In response to the emergency, the Department of Communication and Information Technology issued four directives to Internet Service Providers from 18 to 21 August ordering them to block access to more 300 online locations including Facebook pages, blogs, websites and Twitter accounts. The ISPs were asked to "not mention the name of URLs in the compliance letter."

The blocked posts, blogs and websites included content inciting violence or spreading rumors. But the government’s censorship also trapped other kinds of content, including media reports on violence between Muslims and Buddhists in Burma, pages on the websites of Al-Jazeera and the Australian broadcaster ABC, and Agence France-Presse photos (see the list posted by the Centre for Internet and Society).

One of India’s ISPs, Tata Photon, went even further, blocking access to the entire WordPress.com blog platform in response to the government’s request for certain URLs with offensive content to be blocked. Bloggers unable to access their accounts tried in vain to obtain redress from Tata Photon.

Anja Kovacs, a specialist in Internet freedoms in India, said one reason why ISPs do as they are told is because they fear losing their licences.

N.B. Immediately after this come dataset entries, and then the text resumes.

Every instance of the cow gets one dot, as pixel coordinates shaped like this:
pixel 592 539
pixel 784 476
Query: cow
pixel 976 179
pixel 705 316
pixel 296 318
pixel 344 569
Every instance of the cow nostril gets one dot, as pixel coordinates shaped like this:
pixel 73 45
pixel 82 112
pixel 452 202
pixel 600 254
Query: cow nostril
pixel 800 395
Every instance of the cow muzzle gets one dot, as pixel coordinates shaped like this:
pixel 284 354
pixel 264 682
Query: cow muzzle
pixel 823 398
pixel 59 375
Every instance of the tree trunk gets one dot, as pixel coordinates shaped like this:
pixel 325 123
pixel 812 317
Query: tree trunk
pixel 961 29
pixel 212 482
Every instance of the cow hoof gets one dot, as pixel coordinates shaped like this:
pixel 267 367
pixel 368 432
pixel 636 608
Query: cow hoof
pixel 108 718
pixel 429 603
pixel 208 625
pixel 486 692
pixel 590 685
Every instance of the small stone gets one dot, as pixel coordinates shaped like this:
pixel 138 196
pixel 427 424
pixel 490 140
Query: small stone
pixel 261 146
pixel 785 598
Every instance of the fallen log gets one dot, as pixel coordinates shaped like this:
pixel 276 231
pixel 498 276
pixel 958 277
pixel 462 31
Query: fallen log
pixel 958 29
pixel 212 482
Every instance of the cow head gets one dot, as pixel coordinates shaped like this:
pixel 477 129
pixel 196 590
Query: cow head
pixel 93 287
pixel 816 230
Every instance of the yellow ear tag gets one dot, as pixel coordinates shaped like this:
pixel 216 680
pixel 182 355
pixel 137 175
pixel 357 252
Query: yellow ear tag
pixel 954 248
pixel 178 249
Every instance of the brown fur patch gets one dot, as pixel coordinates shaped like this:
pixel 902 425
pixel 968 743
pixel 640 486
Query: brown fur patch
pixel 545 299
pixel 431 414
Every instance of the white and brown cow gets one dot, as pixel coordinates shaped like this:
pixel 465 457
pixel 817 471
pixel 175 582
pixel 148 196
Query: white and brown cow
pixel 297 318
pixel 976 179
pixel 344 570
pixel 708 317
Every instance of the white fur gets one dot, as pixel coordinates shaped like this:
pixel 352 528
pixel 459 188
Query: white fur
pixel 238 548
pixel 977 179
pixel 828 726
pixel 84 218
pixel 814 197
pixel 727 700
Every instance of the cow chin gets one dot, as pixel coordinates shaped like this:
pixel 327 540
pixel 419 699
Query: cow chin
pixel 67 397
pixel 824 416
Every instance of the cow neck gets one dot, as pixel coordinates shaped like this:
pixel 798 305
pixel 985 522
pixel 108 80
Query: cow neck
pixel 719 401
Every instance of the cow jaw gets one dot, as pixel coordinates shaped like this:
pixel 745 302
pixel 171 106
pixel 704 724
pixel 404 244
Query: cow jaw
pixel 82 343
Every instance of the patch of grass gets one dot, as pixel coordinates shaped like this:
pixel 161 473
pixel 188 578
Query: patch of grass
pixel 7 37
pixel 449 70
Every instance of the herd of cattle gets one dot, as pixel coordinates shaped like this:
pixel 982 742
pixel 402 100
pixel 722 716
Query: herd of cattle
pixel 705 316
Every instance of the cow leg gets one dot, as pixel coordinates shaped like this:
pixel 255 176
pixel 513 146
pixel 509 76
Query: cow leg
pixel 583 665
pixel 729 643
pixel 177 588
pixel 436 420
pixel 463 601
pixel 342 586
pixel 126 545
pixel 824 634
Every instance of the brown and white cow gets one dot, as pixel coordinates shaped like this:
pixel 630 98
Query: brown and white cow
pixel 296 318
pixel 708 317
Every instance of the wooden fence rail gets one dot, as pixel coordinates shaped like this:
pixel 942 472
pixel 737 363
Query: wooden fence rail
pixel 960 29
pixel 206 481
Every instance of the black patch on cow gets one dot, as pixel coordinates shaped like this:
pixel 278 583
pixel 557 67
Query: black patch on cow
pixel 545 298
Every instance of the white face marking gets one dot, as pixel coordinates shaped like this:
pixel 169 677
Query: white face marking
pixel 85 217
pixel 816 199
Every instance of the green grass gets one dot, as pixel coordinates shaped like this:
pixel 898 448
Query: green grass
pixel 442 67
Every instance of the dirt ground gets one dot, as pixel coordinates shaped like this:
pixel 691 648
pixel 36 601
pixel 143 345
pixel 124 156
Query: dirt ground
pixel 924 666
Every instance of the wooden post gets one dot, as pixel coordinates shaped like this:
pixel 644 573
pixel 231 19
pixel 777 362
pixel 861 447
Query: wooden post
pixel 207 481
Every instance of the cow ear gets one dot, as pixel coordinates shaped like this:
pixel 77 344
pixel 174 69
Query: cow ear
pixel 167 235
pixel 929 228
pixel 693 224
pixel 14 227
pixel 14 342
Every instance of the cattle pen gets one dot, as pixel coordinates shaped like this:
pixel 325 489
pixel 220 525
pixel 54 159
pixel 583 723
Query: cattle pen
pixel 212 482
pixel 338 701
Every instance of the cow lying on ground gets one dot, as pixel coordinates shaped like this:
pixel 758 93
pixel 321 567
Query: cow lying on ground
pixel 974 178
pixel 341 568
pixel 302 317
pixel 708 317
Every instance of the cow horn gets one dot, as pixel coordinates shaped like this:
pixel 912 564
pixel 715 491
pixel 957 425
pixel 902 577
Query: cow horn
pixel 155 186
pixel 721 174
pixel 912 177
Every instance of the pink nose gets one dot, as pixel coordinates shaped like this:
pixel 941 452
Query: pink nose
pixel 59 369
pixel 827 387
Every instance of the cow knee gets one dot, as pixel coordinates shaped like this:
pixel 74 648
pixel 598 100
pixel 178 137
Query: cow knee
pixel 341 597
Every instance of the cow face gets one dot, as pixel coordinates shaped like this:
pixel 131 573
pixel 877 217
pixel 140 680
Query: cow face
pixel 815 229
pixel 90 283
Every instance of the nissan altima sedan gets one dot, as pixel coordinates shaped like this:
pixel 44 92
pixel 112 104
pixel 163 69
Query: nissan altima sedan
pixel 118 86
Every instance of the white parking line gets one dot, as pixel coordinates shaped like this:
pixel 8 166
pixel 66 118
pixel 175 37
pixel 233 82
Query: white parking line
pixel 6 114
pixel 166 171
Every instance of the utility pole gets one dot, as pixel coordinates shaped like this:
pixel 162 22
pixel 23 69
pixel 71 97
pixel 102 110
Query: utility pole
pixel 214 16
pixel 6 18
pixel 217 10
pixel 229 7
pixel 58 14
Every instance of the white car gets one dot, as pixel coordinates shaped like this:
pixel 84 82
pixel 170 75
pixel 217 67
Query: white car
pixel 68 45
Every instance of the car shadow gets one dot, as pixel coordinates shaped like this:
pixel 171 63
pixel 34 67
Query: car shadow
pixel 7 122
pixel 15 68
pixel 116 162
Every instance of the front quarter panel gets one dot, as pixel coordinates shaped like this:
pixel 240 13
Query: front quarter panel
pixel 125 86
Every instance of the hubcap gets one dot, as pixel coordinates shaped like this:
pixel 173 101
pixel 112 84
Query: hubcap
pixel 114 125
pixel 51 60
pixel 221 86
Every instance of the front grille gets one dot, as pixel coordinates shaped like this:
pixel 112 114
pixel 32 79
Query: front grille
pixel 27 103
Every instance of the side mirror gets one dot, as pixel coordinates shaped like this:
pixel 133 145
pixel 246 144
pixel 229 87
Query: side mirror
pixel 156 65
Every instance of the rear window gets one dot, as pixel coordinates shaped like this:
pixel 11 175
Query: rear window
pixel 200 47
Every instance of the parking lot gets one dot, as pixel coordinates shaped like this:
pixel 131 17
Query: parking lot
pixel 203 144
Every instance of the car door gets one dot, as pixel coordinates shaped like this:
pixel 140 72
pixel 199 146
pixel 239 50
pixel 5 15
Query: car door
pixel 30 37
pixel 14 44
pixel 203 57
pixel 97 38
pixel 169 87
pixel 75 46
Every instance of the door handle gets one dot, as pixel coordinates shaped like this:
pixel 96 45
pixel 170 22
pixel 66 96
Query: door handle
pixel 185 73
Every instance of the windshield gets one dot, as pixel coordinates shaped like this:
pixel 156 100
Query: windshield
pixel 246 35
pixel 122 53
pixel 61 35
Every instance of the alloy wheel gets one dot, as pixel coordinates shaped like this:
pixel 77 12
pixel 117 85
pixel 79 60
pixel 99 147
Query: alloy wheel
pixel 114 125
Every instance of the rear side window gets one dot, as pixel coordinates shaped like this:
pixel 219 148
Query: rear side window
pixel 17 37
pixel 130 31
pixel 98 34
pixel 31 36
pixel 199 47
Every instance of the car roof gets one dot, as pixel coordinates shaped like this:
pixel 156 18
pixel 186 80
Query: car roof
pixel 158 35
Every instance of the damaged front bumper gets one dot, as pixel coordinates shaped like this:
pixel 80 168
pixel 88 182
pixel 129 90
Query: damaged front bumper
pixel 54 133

"The fact that their licence agreements contain provisions with regard to the blocking of content is not without significance," Kovacs said. "The inclusion of vague blocking and filtering requirements as an integral part of their licence has increased the pressure on ISPs, as well as heightened their vulnerability."

The government also appealed directly to social networks and blog platforms such as Twitter, Facebook, YouTube and WordPress to remove "inflammatory and harmful" content.

Several Indian experts have questioned the legality of the government’s methods. Pranesh Prakash of the Centre for Internet and Society said blocked content notification and appeal procedures were not followed. Instead of ordering ISPs to blocked web pages or entire sites, the authorities should have asked them to remove the calls for violence, which are already banned by the conditions of use on the main sites, he said.

A representative of TwoCircles.net, a website that was blocked in India although it had not relayed rumours or calls for violence, said: "No one from the government has reached out to us or asking us to take down the ’objectionable content’ and we will gladly entertain any request from government, organizations or even individuals if there are grounds for legitimate concerns."

Sushil Kumar Shinde, India’s home minister (interior minister), insisted that the government was only "taking strict action against those accounts or people which are causing damage or spreading rumours."

A coalition of bloggers called the Indian Bloggers’ Forum announced plans to submit a Public Interest Litigation (PIL) petition to the supreme court for all their blogs and websites to be reinstated.

In a separate recent development, phone service operators suspended services in the northern Kashmir Valley on 15 August, the anniversary of India’s independence, at the behest of the Jammu and Kashmir state government.

India was added to the list of "countries under surveillance" in the latest Reporters Without Borders report on "Enemies of the Internet." Citing national security and the need to protect the public, the government has stepped up Internet surveillance and pressure on ISPs since the 2008 Mumbai bombings.